Cottage Scenery is one of four paintings by George Caleb Bingham accepted for display at the 1845 exhibition of the American Art-Union, a pioneering organization in the promotion of contemporary American art. Bingham’s first submissions to the Art-Union, these works also were among his earliest forays into the western subject matter that would preoccupy him for more than a decade; the group also included the iconic river picture Fur Traders Descending the Missouri (1845, Metropolitan Museum of Art).  The bucolic scene of farmers before their cottage—sheltered by leafy trees and overlooking pasturing cows, a lake or river, and distant hills—resembles the rustic settlements the artist knew as a youth in rural Missouri. In composing the work, Bingham seems to have taken to heart a statement in the Art-Union’s 1844 annual report. Encouraging American artists to create landscape paintings in order to satisfy the organization’s largely urban membership, the document stated that “those who cannot afford a seat in the country . . . may at least have a country seat in the parlors; a bit of landscape with a green tree, a distant hill, or low-roofed cottage.”

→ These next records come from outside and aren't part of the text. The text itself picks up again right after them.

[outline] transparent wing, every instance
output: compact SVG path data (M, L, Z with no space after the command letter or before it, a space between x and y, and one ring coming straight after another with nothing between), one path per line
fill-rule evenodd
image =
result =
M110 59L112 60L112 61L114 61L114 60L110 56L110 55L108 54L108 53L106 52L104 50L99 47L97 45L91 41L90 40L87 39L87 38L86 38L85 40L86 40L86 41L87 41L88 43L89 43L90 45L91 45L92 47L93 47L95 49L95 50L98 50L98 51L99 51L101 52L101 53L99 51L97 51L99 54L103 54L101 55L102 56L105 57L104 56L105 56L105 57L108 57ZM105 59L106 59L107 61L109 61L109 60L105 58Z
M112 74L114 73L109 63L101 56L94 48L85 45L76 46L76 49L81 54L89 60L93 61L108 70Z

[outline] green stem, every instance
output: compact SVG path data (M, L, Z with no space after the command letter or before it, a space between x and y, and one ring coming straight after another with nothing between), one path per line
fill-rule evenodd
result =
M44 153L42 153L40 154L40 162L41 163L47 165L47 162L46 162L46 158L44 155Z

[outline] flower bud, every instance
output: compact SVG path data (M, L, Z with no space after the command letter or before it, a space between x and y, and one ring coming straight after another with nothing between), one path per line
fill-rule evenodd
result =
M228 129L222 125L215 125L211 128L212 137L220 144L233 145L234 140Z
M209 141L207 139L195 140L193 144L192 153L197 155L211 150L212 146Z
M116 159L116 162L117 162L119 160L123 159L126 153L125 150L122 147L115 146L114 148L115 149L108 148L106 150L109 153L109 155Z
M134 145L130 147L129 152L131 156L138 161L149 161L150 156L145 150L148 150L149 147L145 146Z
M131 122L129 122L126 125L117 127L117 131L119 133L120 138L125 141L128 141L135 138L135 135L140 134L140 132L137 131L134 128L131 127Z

A largely self-taught painter who began his career as a portraitist, Bingham here blends landscape and genre, and as such hints at a transition occurring in his career.  The trio of figures in conversation enlivening the picturesque view suggests his growing interest in genre scenes, developed as a result of his contemporary William Sidney Mount’s success in that arena.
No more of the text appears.